Exhaust Manifold Buyer’s Guide



An exhaust manifold is an integral part of any internal combustion engine. It has the simple but critical task of evacuating exhaust gasses from your combustion chamber into your exhaust system. The exhaust manifold consists of a flange that is bolted onto your cylinder head. The flange is connected to runners which are aligned with the exhaust ports on your engine. The number of runners always equals the number of cylinders on your engine. The runners most often merge into a collector and from there are connected to the rest of your exhaust system which often includes more exhaust pipes, mufflers, catalytic converters and possibly other elements, ending with your vehicle’s tailpipe There are three main types of exhaust manifolds you can find on a car.

  • Cast iron manifolds are the simplest and least expensive type of exhaust manifolds to manufacture. They are a one-piece design that is cast into a near-final shape in the factory and needs only minimal machining before it can be installed on your vehicle. You will find cast iron exhaust manifolds on all types of vehicles, from small passenger cars to large industrial diesel engines. However, cast manifolds are becoming less common in passenger cars due to their weight. Being made from iron and usually having thick walls, cast iron exhaust manifolds are often very heavy, which can negatively impact performance and fuel economy. On the other hand, they are in most cases extremely durable and can often last the life of the engine.
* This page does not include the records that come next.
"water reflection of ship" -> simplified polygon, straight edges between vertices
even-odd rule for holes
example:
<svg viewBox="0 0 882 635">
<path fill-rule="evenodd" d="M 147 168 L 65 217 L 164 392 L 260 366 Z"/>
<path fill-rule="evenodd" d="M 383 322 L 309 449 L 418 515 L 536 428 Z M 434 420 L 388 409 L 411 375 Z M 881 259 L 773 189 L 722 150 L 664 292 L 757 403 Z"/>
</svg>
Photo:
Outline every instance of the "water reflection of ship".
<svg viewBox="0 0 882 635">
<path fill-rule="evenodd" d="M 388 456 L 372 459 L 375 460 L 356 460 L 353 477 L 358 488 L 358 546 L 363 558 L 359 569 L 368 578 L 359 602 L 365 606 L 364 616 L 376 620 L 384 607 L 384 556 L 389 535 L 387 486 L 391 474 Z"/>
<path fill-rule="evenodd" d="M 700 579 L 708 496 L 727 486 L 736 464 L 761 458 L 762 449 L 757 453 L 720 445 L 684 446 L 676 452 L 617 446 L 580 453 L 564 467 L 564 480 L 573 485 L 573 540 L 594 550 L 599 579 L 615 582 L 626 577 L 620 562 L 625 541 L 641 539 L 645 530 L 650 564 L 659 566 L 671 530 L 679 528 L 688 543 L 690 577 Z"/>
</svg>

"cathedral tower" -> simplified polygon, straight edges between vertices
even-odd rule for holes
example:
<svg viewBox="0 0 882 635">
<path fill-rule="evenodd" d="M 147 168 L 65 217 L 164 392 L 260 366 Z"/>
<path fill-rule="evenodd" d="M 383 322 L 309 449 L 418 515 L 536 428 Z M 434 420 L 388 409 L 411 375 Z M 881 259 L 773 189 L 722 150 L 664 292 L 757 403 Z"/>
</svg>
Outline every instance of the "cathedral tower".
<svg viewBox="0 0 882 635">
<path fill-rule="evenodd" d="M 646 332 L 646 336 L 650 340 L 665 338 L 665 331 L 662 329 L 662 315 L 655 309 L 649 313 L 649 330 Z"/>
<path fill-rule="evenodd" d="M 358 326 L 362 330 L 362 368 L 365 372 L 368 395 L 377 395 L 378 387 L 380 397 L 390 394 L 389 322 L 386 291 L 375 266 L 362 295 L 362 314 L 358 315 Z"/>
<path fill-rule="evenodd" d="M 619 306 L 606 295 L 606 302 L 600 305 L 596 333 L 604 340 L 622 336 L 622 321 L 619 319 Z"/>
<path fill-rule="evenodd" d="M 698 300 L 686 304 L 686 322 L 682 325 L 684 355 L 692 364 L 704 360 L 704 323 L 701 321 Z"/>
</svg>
  • Steel manifolds employ mild steel or stainless steel as their material and are always significantly lighter than a comparable cast iron manifold. The drawback is that steel manifolds are more complex and expensive to manufacture. They are made from steel tubes that are bent and shaped into the desired shape and then welded to the exhaust manifold flange and to some type of collector. Many exhaust manifolds on modern vehicles also incorporate a catalytic converter. When properly made stainless steel manifolds can be just as durable as cast iron ones, but on average have a higher chance of cracking on high mileage vehicles.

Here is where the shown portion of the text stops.